According to Lien Nguyen, a freelance consultant in renewable energy, the government should have clear and stable policies to support university and research institution engagement with renewable energy ventures.
“Policies for promotion of the recycling industry remain insufficient,” Nguyen said at a conference on advancing the circular economy in Vietnam’s industrial parks (IPs), held in mid-April in Ho Chi Minh City by the Ministry of Planning and Investment and the United Nations Industrial Development Organisation (UNIDO).
“In addition to that, the procedures for reuse and recycling of waste, particularly waste being sent outside companies, as well as market for exchangeable secondary materials and by-products, are all in a shortage,” Nguyen said.
Industrial symbiosis is a must for an eco-IPs and an integrated part of the circular business model. A subset of industrial ecology, it describes how a network of diverse organisations can foster eco-innovation and long-term culture change, create and share mutually profitability, and improve business and technical processes.
According to Nguyen, the model requires the collaboration of government, universities, research institutions, and industries in upscaling the circular economy.
“Businesses should be guided to use material flow analysis tools in developing strategies to foster the circular economy, including industrial symbiosis,” Nguyen said.
Vietnam has great potential in this area as it has around 420 IPs throughout the country.

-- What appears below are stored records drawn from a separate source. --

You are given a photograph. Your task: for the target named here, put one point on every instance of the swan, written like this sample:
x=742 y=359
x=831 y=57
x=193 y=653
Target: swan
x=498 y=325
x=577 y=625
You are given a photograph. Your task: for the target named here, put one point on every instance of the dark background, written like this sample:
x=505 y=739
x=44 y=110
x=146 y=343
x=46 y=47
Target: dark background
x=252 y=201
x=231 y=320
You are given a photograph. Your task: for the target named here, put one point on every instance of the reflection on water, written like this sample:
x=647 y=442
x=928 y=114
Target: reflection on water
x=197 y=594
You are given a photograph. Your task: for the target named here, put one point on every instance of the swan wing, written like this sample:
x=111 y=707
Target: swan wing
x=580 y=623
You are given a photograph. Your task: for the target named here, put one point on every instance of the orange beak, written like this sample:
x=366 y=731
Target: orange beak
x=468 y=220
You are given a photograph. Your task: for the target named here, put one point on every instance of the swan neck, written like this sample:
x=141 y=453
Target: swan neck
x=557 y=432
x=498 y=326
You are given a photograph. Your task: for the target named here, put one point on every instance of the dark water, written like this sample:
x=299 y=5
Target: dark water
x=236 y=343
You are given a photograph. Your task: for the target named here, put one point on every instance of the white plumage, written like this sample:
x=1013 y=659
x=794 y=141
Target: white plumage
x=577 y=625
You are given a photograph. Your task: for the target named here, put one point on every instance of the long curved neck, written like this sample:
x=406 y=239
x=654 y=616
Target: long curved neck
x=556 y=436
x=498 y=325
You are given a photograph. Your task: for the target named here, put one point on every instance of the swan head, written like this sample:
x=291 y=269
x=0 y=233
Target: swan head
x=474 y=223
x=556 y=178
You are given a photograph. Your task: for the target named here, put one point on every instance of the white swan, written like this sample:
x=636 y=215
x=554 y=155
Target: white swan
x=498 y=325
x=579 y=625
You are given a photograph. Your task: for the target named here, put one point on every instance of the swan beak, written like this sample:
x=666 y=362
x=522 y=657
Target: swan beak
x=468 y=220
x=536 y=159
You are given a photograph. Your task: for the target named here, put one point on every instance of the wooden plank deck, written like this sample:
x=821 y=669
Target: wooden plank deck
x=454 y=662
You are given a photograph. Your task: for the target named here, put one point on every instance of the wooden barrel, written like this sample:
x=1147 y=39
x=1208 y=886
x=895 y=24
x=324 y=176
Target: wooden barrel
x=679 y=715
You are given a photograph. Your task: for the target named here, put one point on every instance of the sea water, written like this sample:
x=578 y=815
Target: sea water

It also boasts diverse types of industries in selected IPs and a fast growth of disruptive technologies.
According to Christian Susan, manager of UNIDO’s Global Eco-IP Programme, industrial symbiosis is a form that helps companies gain a competitive advantage through sharing services with other companies or with surrounding areas. “They can also cooperate to exchange specific products, energy, water, and by-products with other companies or regions, thereby promoting comprehensive and sustainable development,” said Susan.
“IPs with a large concentration of businesses become ideal platforms for promoting business synergy approaches. Symbiotic relationships between businesses help reduce the resource demand and can sustain resource use over longer periods of time and for multiple purposes, thereby promoting circularity,” Susan added.
Pham Hong Diep, chairman of the board of Shinec, the investor of Nam Cau Kien IP located in thê northern port city of Haiphong, said that industrial symbiosis chains in the IP are implemented with a circular economic model, including metallurgy, mechanical engineering, plastic products, and electrical and electronic accessories. “Within this year we will move towards zero waste through applying this model,” Diep told VIR.
In the past, steel slag at the IP had to be processed, and the manufacturer had to pay over $200 million per tonne, but now it can save this fee instead. The purchaser will process steel slag at high temperatures and separate it into other materials to sell to factories that use it to produce magnets and additives for cement production.
Steel scrap is also produced into auxiliary products and components for the electrical industry, including assembling electronic components and equipment for the automobile industry and cable companies.
“Such an example shows that waste becomes a resource through symbiotic waste resources of businesses, and the output is secondary finished products. This also helps create a larger market for recycled raw materials and materials with reliability and high-quality standards,” Diep said.
With this closed process and circular production, discarded items that previously had no value are now important raw materials, increasing revenues for businesses.